Emerson Electric slides in 2026; Jefferies flags dip-buy on automation upside
Emerson Electric is being pitched as a dip-buy for 2026 after Jefferies upgraded EMR to Buy and lifted its target to $175 from $160. Jefferies argues an industrial-automation upswing could unlock more durable earnings, even as EMR shares lag the year-to-date.
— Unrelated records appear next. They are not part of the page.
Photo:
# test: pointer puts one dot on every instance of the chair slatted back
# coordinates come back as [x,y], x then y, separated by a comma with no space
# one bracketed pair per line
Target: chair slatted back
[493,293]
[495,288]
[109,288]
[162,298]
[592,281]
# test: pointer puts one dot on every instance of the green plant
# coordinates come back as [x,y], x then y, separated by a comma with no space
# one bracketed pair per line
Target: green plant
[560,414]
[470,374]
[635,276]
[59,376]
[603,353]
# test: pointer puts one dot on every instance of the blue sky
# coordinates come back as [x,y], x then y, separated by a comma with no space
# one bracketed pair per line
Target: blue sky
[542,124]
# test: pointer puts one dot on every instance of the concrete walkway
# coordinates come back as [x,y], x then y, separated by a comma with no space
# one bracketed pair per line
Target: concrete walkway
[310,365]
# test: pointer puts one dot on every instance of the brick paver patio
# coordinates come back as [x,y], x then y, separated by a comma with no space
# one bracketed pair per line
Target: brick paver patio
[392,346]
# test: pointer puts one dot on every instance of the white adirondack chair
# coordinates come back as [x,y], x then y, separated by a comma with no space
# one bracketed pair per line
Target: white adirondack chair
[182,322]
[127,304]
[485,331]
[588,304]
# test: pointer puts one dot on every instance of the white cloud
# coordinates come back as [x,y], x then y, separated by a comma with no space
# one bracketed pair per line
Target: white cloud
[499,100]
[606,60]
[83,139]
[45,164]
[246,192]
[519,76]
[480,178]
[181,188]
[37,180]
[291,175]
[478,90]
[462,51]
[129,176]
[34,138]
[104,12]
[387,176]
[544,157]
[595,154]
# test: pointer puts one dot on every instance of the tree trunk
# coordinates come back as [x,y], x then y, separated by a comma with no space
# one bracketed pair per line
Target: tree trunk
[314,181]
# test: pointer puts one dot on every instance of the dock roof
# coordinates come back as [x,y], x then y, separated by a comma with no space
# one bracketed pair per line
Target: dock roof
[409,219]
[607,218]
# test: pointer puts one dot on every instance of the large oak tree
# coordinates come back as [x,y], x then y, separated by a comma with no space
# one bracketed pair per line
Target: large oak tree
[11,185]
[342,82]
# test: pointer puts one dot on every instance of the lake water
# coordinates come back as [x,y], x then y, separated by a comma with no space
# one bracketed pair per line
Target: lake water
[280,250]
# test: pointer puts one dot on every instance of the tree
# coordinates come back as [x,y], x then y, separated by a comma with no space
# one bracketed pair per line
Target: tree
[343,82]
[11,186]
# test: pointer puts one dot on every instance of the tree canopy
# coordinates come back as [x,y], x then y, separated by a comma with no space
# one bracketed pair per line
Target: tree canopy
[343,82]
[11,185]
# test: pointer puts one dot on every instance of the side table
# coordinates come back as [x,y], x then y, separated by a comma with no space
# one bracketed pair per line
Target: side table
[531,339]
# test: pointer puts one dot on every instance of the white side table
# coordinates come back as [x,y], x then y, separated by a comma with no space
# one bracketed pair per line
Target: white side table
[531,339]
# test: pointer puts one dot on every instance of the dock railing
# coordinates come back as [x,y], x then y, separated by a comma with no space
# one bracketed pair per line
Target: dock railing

The CNBC-derived note suggests a clear path to upside if the automation cycle gains traction.
Key Takeaways
- Jefferies upgrades EMR to Buy with a $175 target, implying ~42% upside from the recent close.
- EMR is focused on five growth verticals within industrial automation: power generation, LNG, aerospace/defense, semi-hermetic compressors, and life sciences.
- A 1.7 GW AI data-center on-site generation deal was announced earlier this year.
- Q1 order growth rose 9% year over year, with potential to beat the 4% FY26 organic sales growth guide.
- EMR has delivered ~800 basis points of margin improvement over the last decade; shares are down about 7% in 2026.
People Involved
- Stephen Volkmann Jefferies Analyst
Entities Involved
- Emerson Electric Co. (EMR) Industrial equipment and automation company
- Jefferies LLC Investment bank
MarketMoodz Analysis
Investors are being pitched a dip-buy in EMR on the expectation that the automation cycle will provide more predictable earnings than energy cycles. If the five-vertical growth thesis translates into sustained order momentum and margin expansion, EMR could justify a higher multiple even as rates weigh on risk assets.
Historically, Emerson has shifted its mix toward automation and high-margin process solutions, delivering about 800 bps of margin expansion over the last decade. The stock’s 7% YTD decline creates an entry point if the demand environment for industrial automation strengthens and capex cycles reaccelerate in manufacturing and energy infrastructure.
Watch for: (1) confirmation of above-guide order trends and any acceleration in organic sales, (2) durable margin expansion, (3) progress on the 1.7 GW data-center deal and other automation wins, and (4) shifts in the macro landscape that could alter rate sensitivity and project funding.